Credo che, nei termini di un intervento diplomatico, sia molto difficile. Non credo che oggi la Cina accetti da nessuno un intervento ufficiale su quella che considera una faccenda interna, visto che Hong Kong è un pezzo della Cina. Ma non c’è dubbio che il dialogo che si è sviluppato con la Santa Sede sia un dialogo che va nella direzione giusta, che è una direzione che rassicura il governo cinese e che fa comprendere come la diversità di posizione non significa necessariamente ostilità. Quindi, in qualche modo, la voce della Santa Sede è una voce che contribuisce molto ad attenuare la tensione internazionale, compresa quella tra Stati Uniti e Cina. E credo che il ruolo della Santa Sede sarà sicuramente positivo in questi giorni, e nei prossimi mesi, ma non mi aspetterei dei gesti formali e soprattutto ufficiali, che rischierebbero di spingere la Cina a un irrigidimento per salvare la faccia, la propria sovranità e indipendenza.

Nonostante le proteste Carrie Lam, la governatrice approvata dal Partito comunista di Pechino, ha assicurato che la legge sarà promulgata, visto che i deputati filocinesi sembrerebbero in maggioranza. Anche se per ora ne è stato sospeso l’esame. Cosa si prevede che succederà? E, infine, c’è il rischio di un’escalation delle proteste?

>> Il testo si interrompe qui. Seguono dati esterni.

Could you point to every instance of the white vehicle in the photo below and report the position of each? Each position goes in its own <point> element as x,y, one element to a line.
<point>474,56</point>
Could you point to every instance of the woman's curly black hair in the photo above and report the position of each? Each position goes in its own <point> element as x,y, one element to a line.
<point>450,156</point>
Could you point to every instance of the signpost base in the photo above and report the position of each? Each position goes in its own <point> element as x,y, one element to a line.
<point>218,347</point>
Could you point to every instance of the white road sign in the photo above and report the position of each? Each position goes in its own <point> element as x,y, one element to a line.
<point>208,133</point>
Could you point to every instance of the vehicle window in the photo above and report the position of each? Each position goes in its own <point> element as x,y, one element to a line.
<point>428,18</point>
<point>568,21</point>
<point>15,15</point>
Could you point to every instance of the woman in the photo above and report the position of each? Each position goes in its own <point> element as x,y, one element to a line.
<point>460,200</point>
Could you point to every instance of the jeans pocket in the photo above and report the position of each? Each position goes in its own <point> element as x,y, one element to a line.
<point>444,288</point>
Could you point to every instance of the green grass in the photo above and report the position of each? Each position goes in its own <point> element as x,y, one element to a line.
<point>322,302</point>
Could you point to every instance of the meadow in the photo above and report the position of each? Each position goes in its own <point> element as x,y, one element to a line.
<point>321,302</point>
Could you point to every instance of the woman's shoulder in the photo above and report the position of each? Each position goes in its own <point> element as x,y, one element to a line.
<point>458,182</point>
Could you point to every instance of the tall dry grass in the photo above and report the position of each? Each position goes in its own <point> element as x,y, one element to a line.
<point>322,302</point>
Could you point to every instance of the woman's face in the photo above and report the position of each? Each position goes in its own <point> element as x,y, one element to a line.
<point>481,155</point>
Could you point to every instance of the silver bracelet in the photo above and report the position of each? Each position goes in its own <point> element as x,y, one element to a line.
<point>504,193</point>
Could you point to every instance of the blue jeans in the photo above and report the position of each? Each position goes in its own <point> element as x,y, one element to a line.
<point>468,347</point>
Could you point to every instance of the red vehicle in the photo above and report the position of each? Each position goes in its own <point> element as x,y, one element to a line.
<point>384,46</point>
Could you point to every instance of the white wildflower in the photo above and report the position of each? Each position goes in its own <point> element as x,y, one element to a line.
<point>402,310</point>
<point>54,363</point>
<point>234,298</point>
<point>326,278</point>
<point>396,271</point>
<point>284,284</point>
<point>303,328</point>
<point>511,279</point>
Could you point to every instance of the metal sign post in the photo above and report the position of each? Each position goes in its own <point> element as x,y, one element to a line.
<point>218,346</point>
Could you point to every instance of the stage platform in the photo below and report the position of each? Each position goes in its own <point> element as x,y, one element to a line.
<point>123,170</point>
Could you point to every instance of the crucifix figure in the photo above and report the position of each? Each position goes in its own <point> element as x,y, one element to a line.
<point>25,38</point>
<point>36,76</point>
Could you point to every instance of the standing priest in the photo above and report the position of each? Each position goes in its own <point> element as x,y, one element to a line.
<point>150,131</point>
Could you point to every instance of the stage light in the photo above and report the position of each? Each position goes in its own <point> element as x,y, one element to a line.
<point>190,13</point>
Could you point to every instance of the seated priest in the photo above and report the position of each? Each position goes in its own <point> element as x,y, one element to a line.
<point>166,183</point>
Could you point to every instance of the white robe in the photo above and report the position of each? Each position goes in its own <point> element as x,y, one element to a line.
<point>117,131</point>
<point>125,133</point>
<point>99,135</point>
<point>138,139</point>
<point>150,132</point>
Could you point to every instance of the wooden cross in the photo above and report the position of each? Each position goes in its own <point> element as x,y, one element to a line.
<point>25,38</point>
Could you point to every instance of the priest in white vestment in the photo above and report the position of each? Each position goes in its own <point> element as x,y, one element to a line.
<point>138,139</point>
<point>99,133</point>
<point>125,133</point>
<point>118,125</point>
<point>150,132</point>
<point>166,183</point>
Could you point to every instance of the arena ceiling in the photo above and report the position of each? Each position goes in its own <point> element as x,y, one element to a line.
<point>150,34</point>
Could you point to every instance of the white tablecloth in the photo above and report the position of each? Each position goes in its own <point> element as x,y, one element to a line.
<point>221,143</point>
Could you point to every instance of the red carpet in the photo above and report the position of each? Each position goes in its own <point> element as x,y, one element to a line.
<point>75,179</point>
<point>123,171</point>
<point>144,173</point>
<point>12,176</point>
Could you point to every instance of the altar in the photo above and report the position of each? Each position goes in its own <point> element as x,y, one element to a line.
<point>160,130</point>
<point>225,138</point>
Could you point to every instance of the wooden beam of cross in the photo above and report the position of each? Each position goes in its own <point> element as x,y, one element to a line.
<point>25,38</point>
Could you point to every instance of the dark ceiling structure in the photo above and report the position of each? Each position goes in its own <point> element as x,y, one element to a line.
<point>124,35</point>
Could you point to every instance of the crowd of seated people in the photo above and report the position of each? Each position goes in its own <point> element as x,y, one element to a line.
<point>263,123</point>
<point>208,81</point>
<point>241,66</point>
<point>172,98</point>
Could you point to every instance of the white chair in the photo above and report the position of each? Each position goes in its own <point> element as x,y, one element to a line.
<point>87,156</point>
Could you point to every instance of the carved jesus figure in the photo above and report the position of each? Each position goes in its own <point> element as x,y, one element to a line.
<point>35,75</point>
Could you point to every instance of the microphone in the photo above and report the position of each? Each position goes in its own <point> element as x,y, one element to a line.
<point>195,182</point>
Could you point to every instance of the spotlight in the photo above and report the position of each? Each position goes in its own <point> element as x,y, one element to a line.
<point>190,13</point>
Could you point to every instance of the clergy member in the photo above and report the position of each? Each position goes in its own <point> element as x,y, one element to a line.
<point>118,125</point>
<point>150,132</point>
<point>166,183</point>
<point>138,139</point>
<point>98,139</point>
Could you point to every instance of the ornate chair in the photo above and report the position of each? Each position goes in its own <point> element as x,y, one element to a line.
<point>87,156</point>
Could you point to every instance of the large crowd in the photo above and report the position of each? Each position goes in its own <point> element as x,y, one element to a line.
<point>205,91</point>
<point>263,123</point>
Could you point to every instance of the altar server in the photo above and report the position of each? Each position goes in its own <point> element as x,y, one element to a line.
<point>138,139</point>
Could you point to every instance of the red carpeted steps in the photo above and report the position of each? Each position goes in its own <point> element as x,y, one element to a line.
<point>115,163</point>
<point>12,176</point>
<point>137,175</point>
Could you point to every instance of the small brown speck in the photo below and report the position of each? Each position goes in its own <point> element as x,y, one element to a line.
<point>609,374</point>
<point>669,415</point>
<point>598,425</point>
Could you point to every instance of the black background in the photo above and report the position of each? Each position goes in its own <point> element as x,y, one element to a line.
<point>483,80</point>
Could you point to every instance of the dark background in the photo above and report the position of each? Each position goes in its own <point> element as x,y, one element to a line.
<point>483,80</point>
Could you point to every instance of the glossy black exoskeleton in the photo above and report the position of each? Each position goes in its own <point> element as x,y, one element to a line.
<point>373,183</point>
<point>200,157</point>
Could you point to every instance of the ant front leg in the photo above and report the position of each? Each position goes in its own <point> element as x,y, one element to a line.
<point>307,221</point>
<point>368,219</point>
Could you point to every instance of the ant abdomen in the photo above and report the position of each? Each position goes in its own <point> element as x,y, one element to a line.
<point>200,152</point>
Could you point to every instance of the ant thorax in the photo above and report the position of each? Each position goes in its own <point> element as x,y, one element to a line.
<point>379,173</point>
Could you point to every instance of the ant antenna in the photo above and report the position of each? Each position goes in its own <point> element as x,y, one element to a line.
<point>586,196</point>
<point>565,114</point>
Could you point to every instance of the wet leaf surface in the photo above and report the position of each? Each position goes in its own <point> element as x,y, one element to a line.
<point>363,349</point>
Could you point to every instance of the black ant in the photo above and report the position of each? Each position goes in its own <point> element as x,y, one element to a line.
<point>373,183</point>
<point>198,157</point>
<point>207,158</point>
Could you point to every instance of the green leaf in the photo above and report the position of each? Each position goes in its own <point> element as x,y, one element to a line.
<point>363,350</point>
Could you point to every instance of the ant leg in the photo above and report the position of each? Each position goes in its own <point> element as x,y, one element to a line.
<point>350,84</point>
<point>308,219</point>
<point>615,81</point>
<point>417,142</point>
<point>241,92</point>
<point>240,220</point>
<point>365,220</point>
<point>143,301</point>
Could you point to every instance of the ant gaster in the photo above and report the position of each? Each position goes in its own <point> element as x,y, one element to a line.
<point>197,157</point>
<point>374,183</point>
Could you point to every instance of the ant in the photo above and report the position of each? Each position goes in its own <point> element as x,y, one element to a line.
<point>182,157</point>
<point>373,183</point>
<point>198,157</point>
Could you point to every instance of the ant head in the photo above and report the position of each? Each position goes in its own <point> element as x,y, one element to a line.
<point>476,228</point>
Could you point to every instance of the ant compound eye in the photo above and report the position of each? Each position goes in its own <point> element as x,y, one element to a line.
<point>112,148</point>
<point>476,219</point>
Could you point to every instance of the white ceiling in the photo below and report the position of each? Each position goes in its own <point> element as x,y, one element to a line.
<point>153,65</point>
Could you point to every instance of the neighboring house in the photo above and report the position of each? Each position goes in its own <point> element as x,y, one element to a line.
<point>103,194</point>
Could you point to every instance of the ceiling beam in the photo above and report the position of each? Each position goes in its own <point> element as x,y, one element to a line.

Il rischio di escalation purtroppo c’è. Quindi è tanto più importante che si agisca per scongiurarla, non per alimentarla. Detto questo, è molto difficile che Pechino faccia marcia indietro, che cioè la legge non venga approvata. Certo, sarebbe saggio da parte delle autorità di Pechino approvare questa legge ma magari, prima, modificarla, oppure non applicarla. Insomma ci sono tanti modi per tenere il punto ma poi sostanzialmente accogliere la sostanza di queste richieste, che, ripeto, sono praticamente della quasi totalità della popolazione di Hong Kong. Anche se il governo di Hong Kong è allineato sulle posizioni di Pechino, spero in un atto di saggezza dei governanti cinesi.